Let q and M be as in (5.7), Λ 1, … be a sample from Λ, and q n the proportion of (Λ i)in with density bounded by M. The empirical Fréchet mean λ n of the sample (Λ 1, …, Λ n) has a density bounded by \(q_n^{-d}M\). The Fréchet mean λ of Λ is unique by Proposition 3.2.7, and consequently λ n → λ in \({\mathcal {W}}_2({\mathbb {R}}^d)\) by the law of large numbers (Corollary 3.2.10). For any \(C>\limsup q_n^{-d}M\), the density of λ is bounded by C by the portmanteau Lemma 1.7.1, and the limsup is q dM almost surely. Thus, the density is bounded by q dM.

In the same way, one shows the population version of Theorem 3.1.9:

Theorem 5.5.3 (Fréchet Mean of Compatible Measures)

Let \(\varLambda :(\varOmega ,\mathcal F,\mathbb {P})\to {\mathcal {W}}_2({\mathbb {R}}^d)\) be a random measure with finite Fréchet functional, and suppose that with positive probability Λ is absolutely continuous and has bounded density. If the collection {γ}∪ Λ(Ω) is compatible and γ is absolutely continuous, then \([{\mathbb {E}} {\mathbf {t}}_{\gamma }^{\varLambda }]\#\gamma \) is the Fréchet mean of Λ.

It is of course sufficient that \(\{\gamma \}\cup \varLambda (\varOmega \setminus \mathcal N)\) be compatible for some null set \(\mathcal N\subset \varOmega \).

5.6 Bibliographical Notes

The algorithm outlined in this chapter was suggested independently in this steepest descent form by Zemel and Panaretos [134] and in the form a fixed point equation iteration by Álvarez-Esteban et al. [9]. These two papers provide different alternative proofs of Theorem 5.3.1. The exposition here is based on [134]. Although longer and more technical than the one in [9], the formalism in [134] is amenable to directly treating the optimal maps (Theorem 5.3.3) and the multicouplings (Corollary 5.3.4). On the flip side, it is noteworthy that the proof of the Gaussian case (Theorem 5.4.1) given in [9] is more explicit and quantitative; for instance, it shows the additional property that the traces of the matrix iterates are monotonically increasing.
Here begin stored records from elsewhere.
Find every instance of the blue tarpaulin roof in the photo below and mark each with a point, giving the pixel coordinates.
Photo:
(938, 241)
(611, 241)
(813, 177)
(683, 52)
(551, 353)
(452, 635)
Developing numerical schemes for computing Fréchet means in \({\mathcal {W}}_2({\mathbb {R}}^d)\) is a very active area of research, and readers are referred to the recent monograph of Peyré and Cuturi [103, Section 9.2] for a survey.

In recent work, Backhoff-Varaguas et al. [15] propose a stochastic steepest descent for finding Karcher means of a population Fréchet functional associated with a random measure Λ. At iterate j, one replaces γ j by

$$\displaystyle \begin{aligned}{}[t_j{\mathbf{t}}_{\gamma_j}^{\mu_j} + (1-t_j){\mathbf i}]\#\gamma_j, \qquad \mu_j\sim \varLambda. \end{aligned}$$

The analogue of Theorem 5.3.1 holds under further conditions.